Januvia was approved for sale in New Zealand by Medsafe on February 28 this year, but has yet to get Pharmac funding.
An initial meeting with Pharmac in June to discuss the drug ended with the committee accepting its benefits but requesting further long-term evidence of its usefulness and safety.
Being such a new drug, the available data only stretch out two years. It shows no drop-off in effectiveness, and no increase in side-effects, its manufacturer Merck Sharpe and Dohme says.
Dr Orr-Walker accepted there was a lack of long-term data but said all the available evidence, including that from the patients he had seen using Januvia, showed it to be effective and without side-effects.
"We don't have 20 years of confidence but what we do see from two years is sustained glucose improvements without evidence of causing harm."
He said diabetes was seen as a disease of national significance, and it was important the tools doctors had to manage it were resourced properly.
He said common arguments that the disease was caused by bad habits and should therefore not receive funding increases missed the point.
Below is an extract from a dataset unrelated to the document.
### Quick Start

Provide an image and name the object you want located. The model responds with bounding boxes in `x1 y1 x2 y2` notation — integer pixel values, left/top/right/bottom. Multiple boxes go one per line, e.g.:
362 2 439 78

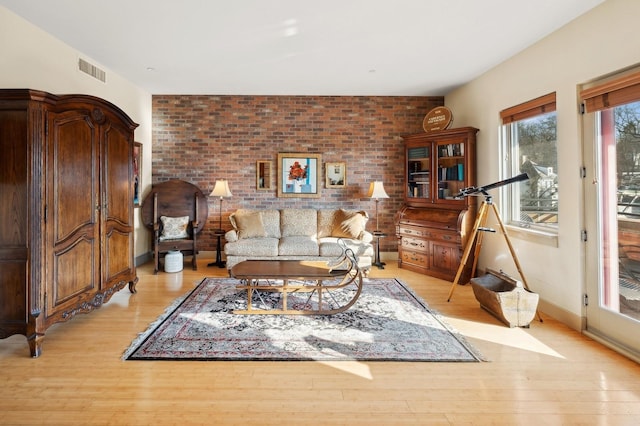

All the disease's complications cost the taxpayer considerable money, and a drug that lowered those complications was therefore cost effective.
Without funding the drug cost $100 to $110 each month, depending on the pharmacy. There are 48 people funding their own course of the drug.
Why is this drug important?
* The pancreas of a Type 2 diabetes patient doesn't work properly.
* That leaves the patient with less sugar in the blood.
* This creates problems, including gangrene, blindness and heart disease.
* The drug helps the patient's pancreas release more sugar into the blood.
* Improvements to early-stage diabetes patients' blood sugar levels gives them health benefits for the rest of their lives.